I wonder if I'll ever not cry when I hear that kind of news? I cry for the miracle of tiny fingers and toes, for sleepy-eyed babies with downy little heads, for the endless possibilities that a new creature brings to the world. That baby could grow up to be the person who finds the cure for AIDS. She could be president, or a teacher who touches hundreds of lives through her gifts. She could write the Great American Novel, or simply weave tales for her own children as she tucks them under quilts made by her grandmother.

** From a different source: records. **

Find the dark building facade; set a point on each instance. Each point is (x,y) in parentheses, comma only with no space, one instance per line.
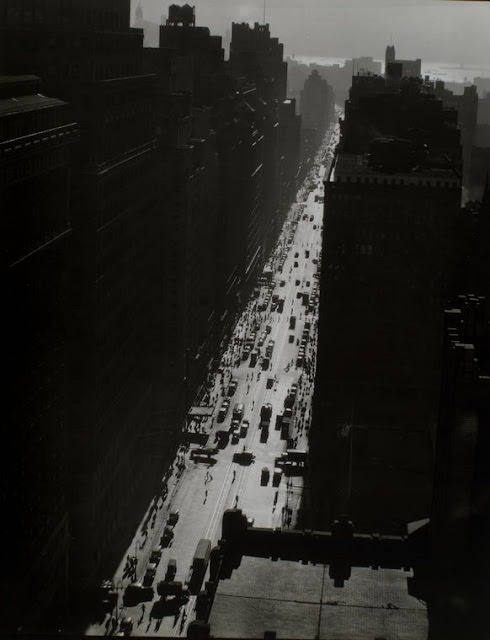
(36,136)
(392,203)
(87,55)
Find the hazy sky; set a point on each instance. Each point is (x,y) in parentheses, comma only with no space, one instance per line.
(434,30)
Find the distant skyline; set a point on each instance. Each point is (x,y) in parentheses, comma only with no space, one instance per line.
(437,30)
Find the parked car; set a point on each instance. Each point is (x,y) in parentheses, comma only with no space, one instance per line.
(264,476)
(156,555)
(276,478)
(173,518)
(171,570)
(232,386)
(126,626)
(150,573)
(244,428)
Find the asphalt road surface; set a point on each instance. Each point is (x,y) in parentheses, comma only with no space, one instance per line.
(202,490)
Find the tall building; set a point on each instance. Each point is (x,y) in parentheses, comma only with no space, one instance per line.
(317,103)
(391,216)
(396,69)
(36,136)
(88,55)
(259,58)
(460,513)
(317,107)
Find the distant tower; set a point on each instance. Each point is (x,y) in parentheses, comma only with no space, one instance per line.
(389,54)
(139,13)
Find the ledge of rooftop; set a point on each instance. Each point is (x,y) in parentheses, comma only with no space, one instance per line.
(355,167)
(299,600)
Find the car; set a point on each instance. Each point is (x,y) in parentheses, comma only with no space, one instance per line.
(171,569)
(126,626)
(170,588)
(244,428)
(156,555)
(136,592)
(173,518)
(276,477)
(264,476)
(150,573)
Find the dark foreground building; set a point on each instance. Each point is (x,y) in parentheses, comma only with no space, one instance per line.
(126,261)
(392,206)
(36,138)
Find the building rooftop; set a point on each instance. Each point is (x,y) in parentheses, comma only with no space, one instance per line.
(299,601)
(22,104)
(355,167)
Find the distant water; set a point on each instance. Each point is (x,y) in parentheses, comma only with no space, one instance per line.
(449,72)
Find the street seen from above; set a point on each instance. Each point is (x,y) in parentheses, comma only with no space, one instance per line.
(247,434)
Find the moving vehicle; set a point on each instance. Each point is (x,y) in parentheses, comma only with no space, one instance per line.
(264,476)
(170,588)
(126,626)
(238,410)
(171,569)
(222,437)
(232,386)
(136,593)
(244,429)
(266,411)
(167,537)
(270,348)
(150,573)
(297,455)
(276,477)
(156,555)
(199,564)
(173,518)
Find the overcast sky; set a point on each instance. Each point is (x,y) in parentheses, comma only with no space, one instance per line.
(434,30)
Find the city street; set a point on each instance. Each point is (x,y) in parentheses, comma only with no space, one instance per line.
(201,488)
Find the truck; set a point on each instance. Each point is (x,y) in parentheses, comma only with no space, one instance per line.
(199,564)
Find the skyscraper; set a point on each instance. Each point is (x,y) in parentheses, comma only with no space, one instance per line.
(392,203)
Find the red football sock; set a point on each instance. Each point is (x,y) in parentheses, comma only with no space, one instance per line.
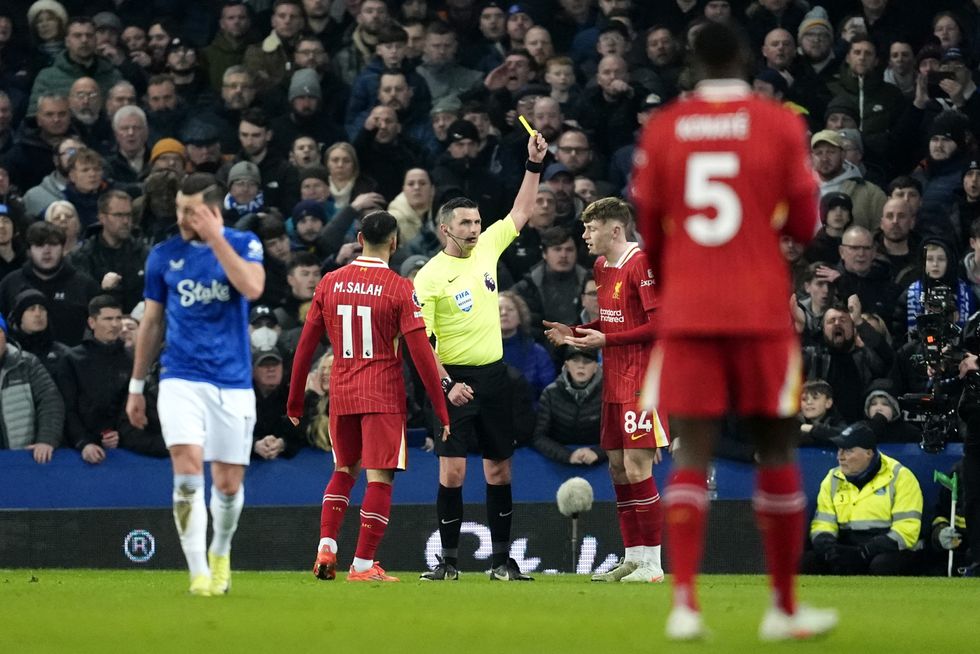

But right now she's a tiny new person, discovering the sights and smells of her new earthly home, learning the new rhythm of days outside the safety of her mama's womb. She'll discover what kind of music she likes, and what her daddy's chin feels like as it nuzzles the top of her head. She'll learn that right here, right now, she is the very center of the universe, and that universe will sleep when she sleeps, and laugh when she laughs, and very often cry when she cries.
Sooner than anyone ever believes is possible, she won't be a baby anymore, and I cry for that, too. I cry for the tiny baby that used to live here, even as I rejoice in the wonderful boy he's become. I watch him sleeping, clutching his well-loved dog Boo, his dark eyelashes feathery against his rosy cheeks and in that moment, I can see the baby he was-just yesterday, I swear, it was just yesterday!
And I tuck him in more securely, brush his hair away from his face and whisper a last good night. I hear him say "I love you Mommy" as he rolls over and kicks the covers off his feet, just like I always do myself. And I say a prayer, a mother's prayer of thanksgiving and hope, for protection and grace and strength, and kiss him good night, my no-longer-a-baby boy.